Sepsis-induced disturbances in myocardial function and splanchnic perfusion are a major determinant of multiple organ dysfunction and death in the intensive care unit.1 Early aggressive supportive treatment by means of fluid resuscitation in combination with inotropes and vasopressors can limit the damage caused by sepsis-induced tissue hypoperfusion.2
The pathophysiology of septic cardiac dysfunction is complex, involving β-adrenergic hyporesponsiveness3 and possibly calcium desensitization.4,5 Currently, recommended inotropes and vasopressors for the treatment of septic shock are mainly β- and α-adrenergic agonists.

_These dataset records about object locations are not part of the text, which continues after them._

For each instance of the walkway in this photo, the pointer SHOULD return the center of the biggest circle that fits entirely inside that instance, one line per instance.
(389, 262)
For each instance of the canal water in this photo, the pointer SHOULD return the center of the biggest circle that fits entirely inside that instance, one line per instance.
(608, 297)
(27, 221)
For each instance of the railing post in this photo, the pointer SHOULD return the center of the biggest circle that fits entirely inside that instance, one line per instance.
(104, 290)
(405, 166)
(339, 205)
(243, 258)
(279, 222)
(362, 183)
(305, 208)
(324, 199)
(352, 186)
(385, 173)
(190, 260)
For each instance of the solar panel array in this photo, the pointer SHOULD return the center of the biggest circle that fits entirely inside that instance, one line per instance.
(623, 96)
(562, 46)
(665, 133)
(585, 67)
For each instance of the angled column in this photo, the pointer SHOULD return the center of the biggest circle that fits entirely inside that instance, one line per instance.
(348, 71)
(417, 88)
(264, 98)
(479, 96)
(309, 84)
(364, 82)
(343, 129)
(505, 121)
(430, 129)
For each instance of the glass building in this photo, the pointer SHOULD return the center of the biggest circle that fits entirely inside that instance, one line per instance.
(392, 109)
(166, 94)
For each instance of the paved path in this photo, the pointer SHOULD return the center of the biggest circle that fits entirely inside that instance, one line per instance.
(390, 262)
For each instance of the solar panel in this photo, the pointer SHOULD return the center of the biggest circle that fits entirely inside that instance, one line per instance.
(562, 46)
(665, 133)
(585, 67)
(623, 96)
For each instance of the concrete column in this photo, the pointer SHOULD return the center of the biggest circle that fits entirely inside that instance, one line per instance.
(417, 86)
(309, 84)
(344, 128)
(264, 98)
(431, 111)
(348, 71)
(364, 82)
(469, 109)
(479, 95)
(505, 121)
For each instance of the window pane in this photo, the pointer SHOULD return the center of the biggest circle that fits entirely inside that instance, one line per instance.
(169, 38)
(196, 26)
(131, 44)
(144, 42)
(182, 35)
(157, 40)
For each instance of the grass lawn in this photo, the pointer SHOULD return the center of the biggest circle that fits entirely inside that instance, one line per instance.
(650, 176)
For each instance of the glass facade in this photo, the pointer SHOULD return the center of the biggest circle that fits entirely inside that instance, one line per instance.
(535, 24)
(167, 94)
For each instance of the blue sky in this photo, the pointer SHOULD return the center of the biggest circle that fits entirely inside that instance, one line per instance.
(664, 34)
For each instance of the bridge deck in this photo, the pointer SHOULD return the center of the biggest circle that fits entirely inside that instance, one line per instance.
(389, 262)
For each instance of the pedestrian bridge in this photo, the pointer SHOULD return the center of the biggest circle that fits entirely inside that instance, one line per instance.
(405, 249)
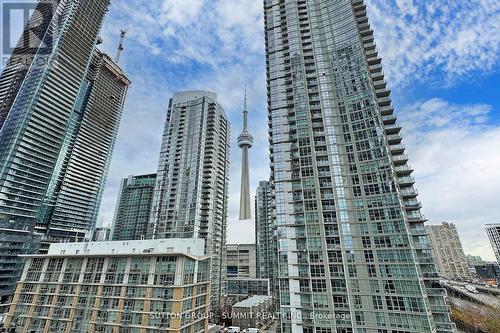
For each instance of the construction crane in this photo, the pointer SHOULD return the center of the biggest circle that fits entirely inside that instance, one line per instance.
(120, 46)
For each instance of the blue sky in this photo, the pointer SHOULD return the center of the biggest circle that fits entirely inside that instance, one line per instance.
(440, 58)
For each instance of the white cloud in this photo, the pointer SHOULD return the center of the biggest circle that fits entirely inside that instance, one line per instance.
(455, 156)
(436, 40)
(219, 45)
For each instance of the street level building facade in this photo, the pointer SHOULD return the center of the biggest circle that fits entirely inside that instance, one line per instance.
(191, 192)
(60, 104)
(493, 231)
(238, 289)
(133, 207)
(101, 234)
(134, 286)
(448, 251)
(353, 252)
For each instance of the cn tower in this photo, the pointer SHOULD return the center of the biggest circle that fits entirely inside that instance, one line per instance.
(245, 141)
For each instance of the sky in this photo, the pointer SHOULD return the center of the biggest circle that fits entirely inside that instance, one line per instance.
(441, 59)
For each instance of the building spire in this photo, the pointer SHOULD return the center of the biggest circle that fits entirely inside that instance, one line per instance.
(245, 112)
(245, 142)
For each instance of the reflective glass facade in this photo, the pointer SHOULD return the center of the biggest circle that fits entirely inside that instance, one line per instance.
(353, 253)
(190, 199)
(59, 113)
(133, 207)
(265, 232)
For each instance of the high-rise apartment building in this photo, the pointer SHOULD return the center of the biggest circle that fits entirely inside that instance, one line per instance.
(60, 105)
(133, 207)
(101, 234)
(353, 250)
(493, 231)
(191, 192)
(136, 286)
(72, 201)
(265, 231)
(448, 251)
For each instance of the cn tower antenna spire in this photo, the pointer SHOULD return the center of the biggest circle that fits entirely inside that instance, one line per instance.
(245, 112)
(245, 142)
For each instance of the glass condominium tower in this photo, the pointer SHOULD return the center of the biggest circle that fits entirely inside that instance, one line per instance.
(191, 192)
(60, 106)
(353, 253)
(133, 207)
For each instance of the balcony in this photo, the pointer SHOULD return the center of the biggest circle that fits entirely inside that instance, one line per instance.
(406, 181)
(413, 205)
(400, 158)
(403, 170)
(392, 129)
(386, 110)
(409, 192)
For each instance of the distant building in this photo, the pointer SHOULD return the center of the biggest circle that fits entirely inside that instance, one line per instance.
(59, 116)
(351, 237)
(132, 286)
(238, 289)
(253, 312)
(448, 251)
(488, 271)
(101, 234)
(133, 207)
(191, 192)
(245, 142)
(241, 260)
(493, 231)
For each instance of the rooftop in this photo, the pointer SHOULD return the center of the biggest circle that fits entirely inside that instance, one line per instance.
(189, 246)
(252, 301)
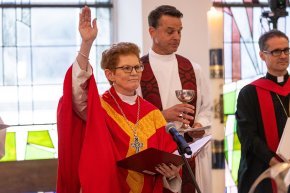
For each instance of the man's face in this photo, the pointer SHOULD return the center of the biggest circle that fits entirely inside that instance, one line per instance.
(276, 64)
(166, 36)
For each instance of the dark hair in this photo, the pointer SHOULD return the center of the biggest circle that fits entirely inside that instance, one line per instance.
(155, 15)
(268, 35)
(111, 56)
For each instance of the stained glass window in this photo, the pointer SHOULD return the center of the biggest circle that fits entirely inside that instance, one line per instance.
(38, 42)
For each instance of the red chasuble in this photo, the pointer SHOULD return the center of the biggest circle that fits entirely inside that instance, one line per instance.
(88, 151)
(264, 88)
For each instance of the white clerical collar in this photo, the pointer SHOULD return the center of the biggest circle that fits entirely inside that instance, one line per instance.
(131, 100)
(280, 79)
(161, 57)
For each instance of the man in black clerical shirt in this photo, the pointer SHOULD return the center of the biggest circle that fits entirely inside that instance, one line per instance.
(262, 112)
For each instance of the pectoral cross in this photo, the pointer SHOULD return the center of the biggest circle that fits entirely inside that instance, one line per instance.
(137, 145)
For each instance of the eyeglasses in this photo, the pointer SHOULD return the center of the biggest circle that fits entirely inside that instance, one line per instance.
(277, 52)
(129, 69)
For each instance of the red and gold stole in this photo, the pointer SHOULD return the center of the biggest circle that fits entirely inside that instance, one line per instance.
(150, 131)
(264, 88)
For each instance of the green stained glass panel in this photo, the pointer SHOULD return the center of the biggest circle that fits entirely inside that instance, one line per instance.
(236, 145)
(229, 103)
(41, 138)
(226, 147)
(227, 156)
(10, 147)
(34, 152)
(235, 164)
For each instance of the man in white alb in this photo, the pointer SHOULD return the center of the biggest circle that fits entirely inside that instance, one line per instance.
(166, 72)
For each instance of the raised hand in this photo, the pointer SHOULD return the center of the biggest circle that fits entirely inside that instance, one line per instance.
(88, 31)
(87, 27)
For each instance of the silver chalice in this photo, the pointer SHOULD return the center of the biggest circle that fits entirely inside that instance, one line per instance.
(185, 96)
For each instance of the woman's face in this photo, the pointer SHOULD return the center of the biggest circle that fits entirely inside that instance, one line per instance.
(124, 81)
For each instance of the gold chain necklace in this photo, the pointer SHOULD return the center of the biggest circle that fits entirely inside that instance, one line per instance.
(137, 145)
(282, 105)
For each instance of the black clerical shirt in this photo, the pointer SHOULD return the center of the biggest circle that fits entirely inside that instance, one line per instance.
(255, 154)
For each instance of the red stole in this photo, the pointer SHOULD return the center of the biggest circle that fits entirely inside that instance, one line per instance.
(149, 85)
(85, 159)
(264, 88)
(150, 92)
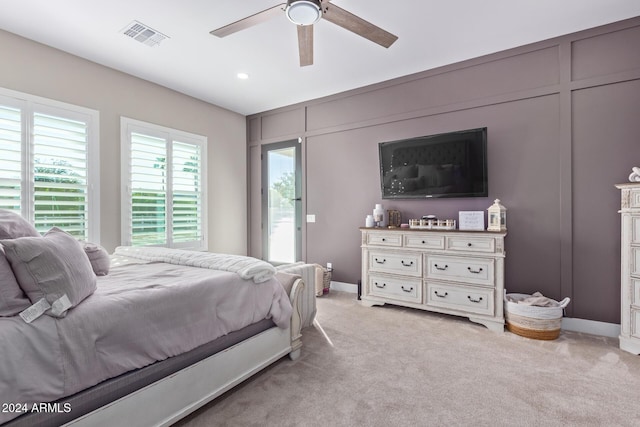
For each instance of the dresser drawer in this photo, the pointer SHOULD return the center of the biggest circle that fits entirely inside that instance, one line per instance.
(408, 289)
(634, 199)
(461, 269)
(408, 264)
(423, 241)
(384, 239)
(471, 244)
(464, 298)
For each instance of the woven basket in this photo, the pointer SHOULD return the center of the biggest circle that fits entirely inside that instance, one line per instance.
(541, 323)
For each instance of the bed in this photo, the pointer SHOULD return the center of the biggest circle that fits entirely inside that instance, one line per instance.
(161, 320)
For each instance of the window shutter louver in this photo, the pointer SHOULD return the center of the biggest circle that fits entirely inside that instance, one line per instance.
(164, 171)
(60, 168)
(10, 158)
(187, 193)
(148, 190)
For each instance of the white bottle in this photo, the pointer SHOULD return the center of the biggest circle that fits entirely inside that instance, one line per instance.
(369, 221)
(378, 215)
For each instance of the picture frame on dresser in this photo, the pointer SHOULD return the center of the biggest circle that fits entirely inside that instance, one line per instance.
(453, 272)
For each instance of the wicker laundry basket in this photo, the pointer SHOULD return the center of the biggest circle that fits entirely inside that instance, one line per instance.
(541, 323)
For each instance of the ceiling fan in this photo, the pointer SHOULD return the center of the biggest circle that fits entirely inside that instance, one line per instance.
(305, 13)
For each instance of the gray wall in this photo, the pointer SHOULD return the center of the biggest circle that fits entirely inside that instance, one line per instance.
(36, 69)
(562, 118)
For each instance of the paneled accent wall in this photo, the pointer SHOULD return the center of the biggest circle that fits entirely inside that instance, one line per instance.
(562, 130)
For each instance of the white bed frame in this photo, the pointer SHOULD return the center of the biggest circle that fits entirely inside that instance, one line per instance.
(159, 404)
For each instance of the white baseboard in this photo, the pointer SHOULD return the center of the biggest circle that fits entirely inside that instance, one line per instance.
(344, 287)
(592, 327)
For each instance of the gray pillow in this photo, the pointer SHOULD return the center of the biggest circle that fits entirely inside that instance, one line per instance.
(12, 299)
(13, 226)
(98, 257)
(50, 267)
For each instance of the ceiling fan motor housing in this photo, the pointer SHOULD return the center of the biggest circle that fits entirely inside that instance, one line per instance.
(303, 12)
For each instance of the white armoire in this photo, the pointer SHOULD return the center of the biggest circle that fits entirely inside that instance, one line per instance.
(630, 268)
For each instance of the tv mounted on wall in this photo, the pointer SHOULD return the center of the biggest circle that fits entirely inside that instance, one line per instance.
(450, 164)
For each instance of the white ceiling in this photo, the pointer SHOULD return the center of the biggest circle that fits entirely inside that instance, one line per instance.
(191, 61)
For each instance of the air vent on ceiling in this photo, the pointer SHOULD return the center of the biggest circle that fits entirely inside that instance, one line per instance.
(143, 34)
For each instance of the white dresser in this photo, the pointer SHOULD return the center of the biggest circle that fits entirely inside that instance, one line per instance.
(630, 268)
(452, 272)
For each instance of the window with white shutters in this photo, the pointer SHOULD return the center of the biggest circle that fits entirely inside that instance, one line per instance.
(49, 166)
(164, 180)
(11, 166)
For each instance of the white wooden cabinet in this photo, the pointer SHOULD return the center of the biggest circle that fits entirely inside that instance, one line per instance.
(630, 268)
(452, 272)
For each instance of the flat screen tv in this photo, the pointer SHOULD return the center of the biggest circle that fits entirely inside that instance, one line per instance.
(451, 164)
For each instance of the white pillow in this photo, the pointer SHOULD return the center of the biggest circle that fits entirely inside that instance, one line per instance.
(12, 299)
(50, 267)
(98, 257)
(13, 226)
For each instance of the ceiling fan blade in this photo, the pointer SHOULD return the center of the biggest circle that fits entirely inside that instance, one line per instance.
(355, 24)
(249, 21)
(305, 44)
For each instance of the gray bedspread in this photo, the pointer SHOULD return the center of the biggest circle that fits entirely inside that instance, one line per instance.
(139, 314)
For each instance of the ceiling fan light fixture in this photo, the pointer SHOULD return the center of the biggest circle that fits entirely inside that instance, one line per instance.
(303, 12)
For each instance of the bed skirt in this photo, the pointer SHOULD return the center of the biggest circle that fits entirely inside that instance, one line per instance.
(110, 390)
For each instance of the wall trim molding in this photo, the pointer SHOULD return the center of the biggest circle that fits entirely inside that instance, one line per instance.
(592, 327)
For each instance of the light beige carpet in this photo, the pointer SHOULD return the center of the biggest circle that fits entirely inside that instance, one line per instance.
(391, 366)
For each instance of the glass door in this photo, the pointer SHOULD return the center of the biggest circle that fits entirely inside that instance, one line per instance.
(281, 202)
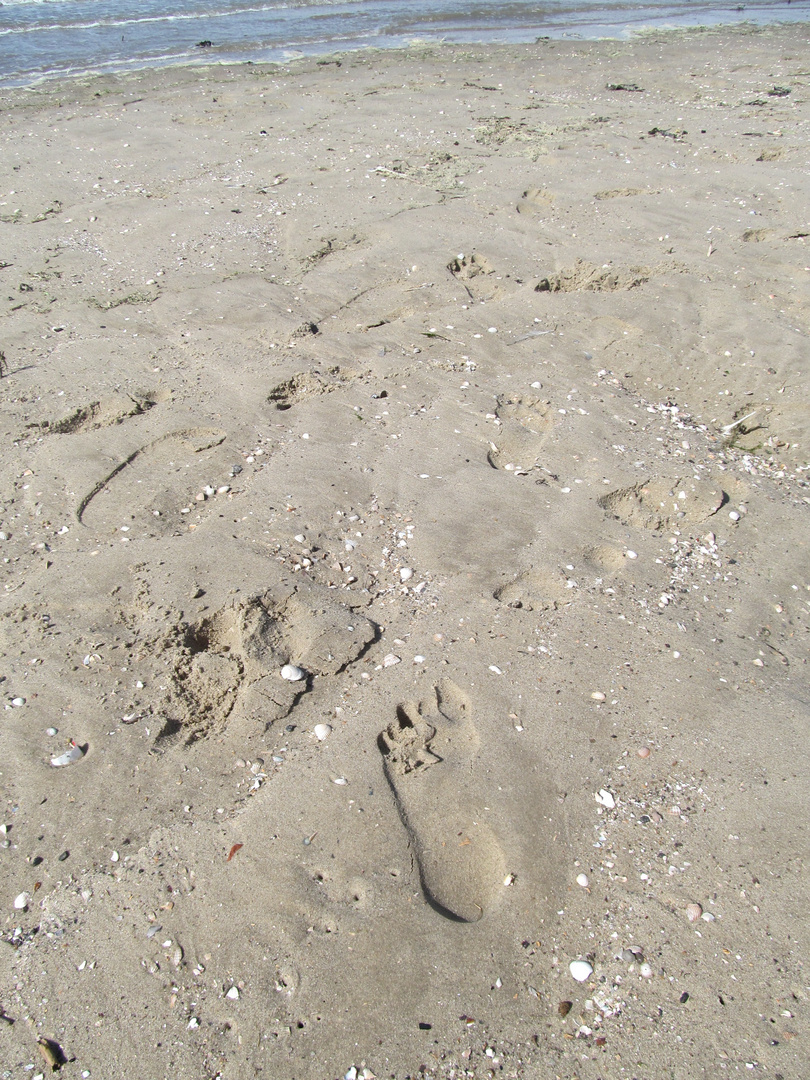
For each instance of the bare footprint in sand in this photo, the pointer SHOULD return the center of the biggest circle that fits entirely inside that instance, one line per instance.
(428, 763)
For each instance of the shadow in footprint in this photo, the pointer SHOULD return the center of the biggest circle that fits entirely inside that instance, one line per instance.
(524, 424)
(157, 481)
(428, 765)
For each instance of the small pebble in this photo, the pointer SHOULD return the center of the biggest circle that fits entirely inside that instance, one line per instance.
(605, 798)
(293, 674)
(75, 754)
(580, 970)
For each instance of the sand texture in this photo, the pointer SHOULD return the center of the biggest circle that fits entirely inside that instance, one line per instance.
(472, 383)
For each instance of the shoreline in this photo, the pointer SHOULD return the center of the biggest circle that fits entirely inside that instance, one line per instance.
(403, 511)
(251, 58)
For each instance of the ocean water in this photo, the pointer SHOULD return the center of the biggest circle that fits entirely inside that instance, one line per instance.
(51, 38)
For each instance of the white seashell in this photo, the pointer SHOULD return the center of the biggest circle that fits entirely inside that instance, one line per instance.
(580, 970)
(293, 674)
(75, 754)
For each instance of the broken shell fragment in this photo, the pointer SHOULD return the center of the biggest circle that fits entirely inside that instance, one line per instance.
(580, 970)
(293, 674)
(75, 754)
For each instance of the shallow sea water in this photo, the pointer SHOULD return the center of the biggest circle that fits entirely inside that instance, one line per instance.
(49, 38)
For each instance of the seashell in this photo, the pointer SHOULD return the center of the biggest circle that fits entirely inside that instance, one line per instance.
(693, 912)
(292, 673)
(75, 754)
(580, 970)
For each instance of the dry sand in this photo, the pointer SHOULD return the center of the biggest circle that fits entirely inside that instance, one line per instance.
(456, 337)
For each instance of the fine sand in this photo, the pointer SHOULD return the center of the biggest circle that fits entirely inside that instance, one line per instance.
(473, 383)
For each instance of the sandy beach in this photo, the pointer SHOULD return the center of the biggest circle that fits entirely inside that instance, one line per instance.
(404, 531)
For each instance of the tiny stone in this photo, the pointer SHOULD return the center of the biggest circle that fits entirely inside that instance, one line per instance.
(580, 970)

Whereas β-adrenergic effects are mediated by the 3′,5′-cyclic adenosine monophosphate-pathway and have the drawback of increasing intracellular calcium and myocardial oxygen consumption, α-agonists may negatively affect regional blood flow distribution owing to the heterogeneous distribution of splanchnic adrenergic receptors.6
Recently, the calcium sensitizer levosimendan has been tested with the purpose of improving cardiac performance and organ blood flow during experimental and human septic shock.7–10 Unlike α- and β-adrenergic agonists, levosimendan improves myocardial contractility by means of stabilizing the Ca2+-troponin-C complexes without affecting the calcium transients.11 It also causes marked vasodilatation by opening ATP-sensitive potassium channels,12 an effect that was found to be associated with a significantly higher incidence of hypotension in the REVIVE-II study.13 A major concern during early sepsis is that hypotension might lead to myocardial ischemia, especially if the drug is administered before judicious fluid resuscitation has been achieved.14 Even so, pigs with moderate intravascular volume replacement that received levosimendan preemptively were found to show improvements in cardiac output (CO), and in systemic and gut oxygen delivery during the later phase of endotoxemic shock, showing no adverse effects of the drug.7
Although expeditious treatment with reversal of hypoperfusion early during sepsis improves outcome,2 preemptive treatment is hardly feasible. We tested the hypothesis that levosimendan administered after the establishment of severe endotoxemia in animals with moderate intravascular volume substitution would improve systemic and regional blood flow and maintain oxygen homeostasis.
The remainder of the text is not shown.